Have you considered looking at something like Obsidian[2]? It is a much lower level functional language that directly exposes GPU concepts. While Obsidian is Haskell-specific, there is a successor called FCL[3] that is standalone. Unlike Futhark, these languages do not depend on aggressive and expensive compiler transformations, and therefore may be a better fit for embedding.

[2]: https://hackage.haskell.org/package/Obsidian [3]: https://github.com/dybber/fcl

abstractcontrol · on June 26, 2017

> It does not seem that there is any significant correlation between memory size and allocation cost. Nor should there be - it's just bookkeeping, after all.

I guess this explains your lack of concern about memory pooling. I am going to have to do some research to see if OpenCL does pooling natively, but I can assure you that this is not the behavior on Cuda devices. I can't really get your example to compile right now, but I'll look into it later.

Also you are right that is strange that allocations are so slow on Cuda.

But if it turns out that OpenCL is doing pooling behind the scenes, this is going to be an issue for you when you decide to do a Cuda backend because the performance profile will start to get dominated by allocations.

> This would have the same effect as embedding assembly into C code, i.e. it basically makes everything nearby off-limits for optimisation.

This is true, but that would also be the case if you were using an FFI. Being able to embed C code would shorten that path a bit by not requiring the user to compile a code fragment to a .dll before invoking it.

> In fact, Futhark is a bit of a counter-reaction to the run-time-code-generating embedded languages that were popular in the FP community some years ago.

Hmmm...I never heard about this. But Then again, relatively speaking I haven't been programming that long.
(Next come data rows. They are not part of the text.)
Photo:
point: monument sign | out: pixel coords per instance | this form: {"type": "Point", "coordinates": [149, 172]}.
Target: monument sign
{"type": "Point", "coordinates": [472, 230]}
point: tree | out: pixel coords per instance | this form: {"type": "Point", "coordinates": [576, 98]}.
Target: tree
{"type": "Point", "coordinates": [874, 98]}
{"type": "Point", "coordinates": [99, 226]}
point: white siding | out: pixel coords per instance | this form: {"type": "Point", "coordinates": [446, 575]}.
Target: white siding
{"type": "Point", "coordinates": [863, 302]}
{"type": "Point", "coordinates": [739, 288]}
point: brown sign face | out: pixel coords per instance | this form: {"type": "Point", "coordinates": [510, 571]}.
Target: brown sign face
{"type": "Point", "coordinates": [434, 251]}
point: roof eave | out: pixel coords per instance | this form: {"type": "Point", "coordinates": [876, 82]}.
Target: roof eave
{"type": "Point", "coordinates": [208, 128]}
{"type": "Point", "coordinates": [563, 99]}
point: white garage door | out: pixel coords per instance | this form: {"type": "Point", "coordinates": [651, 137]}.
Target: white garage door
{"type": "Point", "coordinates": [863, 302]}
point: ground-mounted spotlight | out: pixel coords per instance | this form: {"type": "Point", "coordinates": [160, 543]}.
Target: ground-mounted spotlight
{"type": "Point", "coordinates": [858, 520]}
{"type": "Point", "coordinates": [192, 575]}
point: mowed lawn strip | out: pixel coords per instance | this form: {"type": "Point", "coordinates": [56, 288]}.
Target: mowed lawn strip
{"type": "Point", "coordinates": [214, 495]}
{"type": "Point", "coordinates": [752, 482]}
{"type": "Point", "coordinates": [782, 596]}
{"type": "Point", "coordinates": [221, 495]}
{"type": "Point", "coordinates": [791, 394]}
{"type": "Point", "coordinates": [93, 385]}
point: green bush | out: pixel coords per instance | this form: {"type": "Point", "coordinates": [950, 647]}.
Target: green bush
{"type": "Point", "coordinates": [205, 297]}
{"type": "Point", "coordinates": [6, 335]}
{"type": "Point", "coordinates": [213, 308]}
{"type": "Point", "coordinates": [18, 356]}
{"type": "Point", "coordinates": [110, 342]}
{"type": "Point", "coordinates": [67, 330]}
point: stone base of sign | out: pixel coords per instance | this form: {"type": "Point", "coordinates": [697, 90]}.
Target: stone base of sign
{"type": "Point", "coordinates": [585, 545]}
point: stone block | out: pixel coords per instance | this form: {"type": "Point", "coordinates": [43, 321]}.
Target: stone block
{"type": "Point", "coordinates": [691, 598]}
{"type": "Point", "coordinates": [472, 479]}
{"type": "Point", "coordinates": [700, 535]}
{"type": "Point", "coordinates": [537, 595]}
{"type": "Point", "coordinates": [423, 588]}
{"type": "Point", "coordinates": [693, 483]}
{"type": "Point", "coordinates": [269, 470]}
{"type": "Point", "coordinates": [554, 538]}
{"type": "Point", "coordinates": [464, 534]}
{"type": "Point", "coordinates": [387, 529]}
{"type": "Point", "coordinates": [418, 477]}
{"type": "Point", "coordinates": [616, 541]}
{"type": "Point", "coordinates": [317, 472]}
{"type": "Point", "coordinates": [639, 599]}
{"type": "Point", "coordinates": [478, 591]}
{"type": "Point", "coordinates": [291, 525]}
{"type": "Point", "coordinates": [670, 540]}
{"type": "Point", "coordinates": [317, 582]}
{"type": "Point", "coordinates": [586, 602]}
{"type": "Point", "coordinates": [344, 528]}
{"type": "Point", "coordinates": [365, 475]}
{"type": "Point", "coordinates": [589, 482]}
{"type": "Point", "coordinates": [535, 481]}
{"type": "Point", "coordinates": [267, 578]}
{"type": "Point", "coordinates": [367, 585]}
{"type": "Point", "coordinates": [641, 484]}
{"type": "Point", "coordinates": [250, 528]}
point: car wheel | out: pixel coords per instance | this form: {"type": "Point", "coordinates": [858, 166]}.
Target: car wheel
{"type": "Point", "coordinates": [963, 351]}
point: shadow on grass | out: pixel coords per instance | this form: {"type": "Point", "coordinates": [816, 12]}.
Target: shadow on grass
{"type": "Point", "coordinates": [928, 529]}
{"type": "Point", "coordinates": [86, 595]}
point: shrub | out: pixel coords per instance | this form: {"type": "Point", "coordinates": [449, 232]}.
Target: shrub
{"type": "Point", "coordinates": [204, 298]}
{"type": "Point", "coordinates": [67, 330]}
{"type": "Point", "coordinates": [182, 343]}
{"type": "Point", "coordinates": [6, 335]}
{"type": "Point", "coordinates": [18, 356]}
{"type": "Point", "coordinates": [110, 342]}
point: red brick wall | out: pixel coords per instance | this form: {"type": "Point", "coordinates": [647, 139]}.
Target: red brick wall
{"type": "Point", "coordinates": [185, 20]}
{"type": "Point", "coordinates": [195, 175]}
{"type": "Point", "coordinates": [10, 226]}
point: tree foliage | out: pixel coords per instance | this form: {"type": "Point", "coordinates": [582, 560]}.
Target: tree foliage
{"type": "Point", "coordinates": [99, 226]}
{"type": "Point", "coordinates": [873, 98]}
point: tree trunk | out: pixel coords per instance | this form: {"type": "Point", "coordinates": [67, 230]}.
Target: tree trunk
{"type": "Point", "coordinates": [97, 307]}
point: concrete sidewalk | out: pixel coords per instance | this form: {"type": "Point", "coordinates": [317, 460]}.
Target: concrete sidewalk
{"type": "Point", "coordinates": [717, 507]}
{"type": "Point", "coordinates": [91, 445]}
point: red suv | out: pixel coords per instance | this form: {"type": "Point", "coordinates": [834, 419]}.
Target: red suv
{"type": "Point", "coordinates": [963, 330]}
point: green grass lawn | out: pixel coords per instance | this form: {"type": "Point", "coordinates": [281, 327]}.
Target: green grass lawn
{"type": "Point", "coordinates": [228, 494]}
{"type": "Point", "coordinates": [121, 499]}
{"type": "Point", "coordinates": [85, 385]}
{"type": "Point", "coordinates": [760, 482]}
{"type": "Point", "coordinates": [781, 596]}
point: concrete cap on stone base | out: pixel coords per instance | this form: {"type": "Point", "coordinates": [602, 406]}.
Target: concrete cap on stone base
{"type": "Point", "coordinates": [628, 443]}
> Have you considered looking at something like Obsidian[2]? It is a much lower level functional language that directly exposes GPU concepts. While Obsidian is Haskell-specific, there is a successor called FCL[3] that is standalone. Unlike Futhark, these languages do not depend on aggressive and expensive compiler transformations, and therefore may be a better fit for embedding.

I can't find any documentation for Obsidian, but there is a paper for FCL in the Github, so I'll look at that.